Evidence has linked autism condition with underlying dysfunction in the cerebral regions of the brain. However, the details surrounding the condition have, up until now, always been unclear.
The present study, conducted by researchers based in the Boston Children’s Hospital, used advanced stem cell technology to recreate cerebral cells which are identified by Purkinje cells from patients diagnosed with tuberous sclerosis complex (TSC).
TSC is a genetic syndrome that includes features similar to autism. During subsequent lab tests, cells showed unique characteristics which are helpful in explaining how autism condition develops at the molecular level.
The research team was led by Dr. Mustafa Sahin, director, and MD of the Translational Research Center at the Boston Children’s Hospital.
To recreate cells, Sandberg created induced potent stem cells using the skin or blood cells of the patients. The cells were further differentiated into neural progenitor cells which were later recreated into Purkinje Cells.
The team compared these cells which were created using patient’s blood with those of healthy people. Sahin comments, “We saw changes. The cells were seen to be bigger and to fire less in comparison to other control cells, exactly the way we have seen in the earlier models involving mice.”

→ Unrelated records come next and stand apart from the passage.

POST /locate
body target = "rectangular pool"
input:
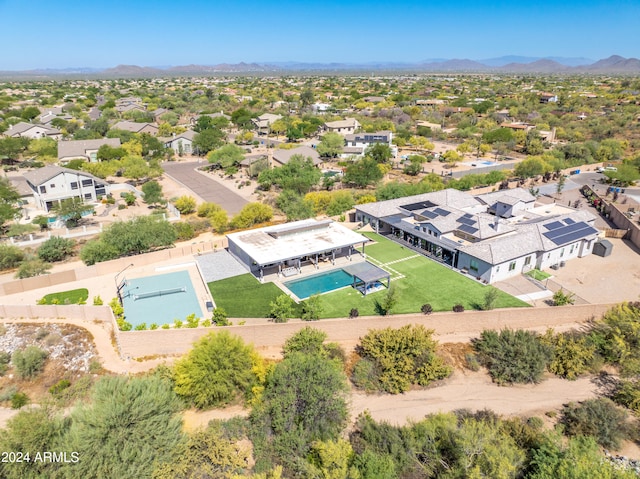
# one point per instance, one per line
(160, 299)
(319, 283)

TSC genetic defects are much harder to differentiate than the neural progenitor cells which indirectly suggests that TSC cells may impair the early developmental ability of the cerebral tissues. On further examination, Purkinje cells derived from the patients showcased traces of structural abnormalities while observing signs of the impaired developmental synapse.
A Platform to Uncover Autism Traits
The study is believed to be the first in creating human Purkinje Cells using an inpatient’s stem cells. Further, the team led by Sahin hopes to generate greater numbers of derived cells from inpatients in order to conduct an in-depth investigation to understand the differences between standalone TSC patients and those who have a history of autism condition.
Additionally, the team hopes to use the Purkinje cell platform to further study other autism-related genetic conditions such as SHANK3 mutations and Fragile X with an aim to test potentially viable drugs.
Sandberg explains, “Looking at changes, even if they are not major ones, is a critical part of the study. For instance, we now understand in TSC, mutations cause different effects even in different cell types.”
Further, TSC Purkinje cells also showed over-activations of cell growth pathways which are commonly referred to as mTOR. Nevertheless, the team treated the underlying affected cells with rapamycin, an mTOR inhibitor which is clinically used in TSC to effectively reduce tumors and related seizures.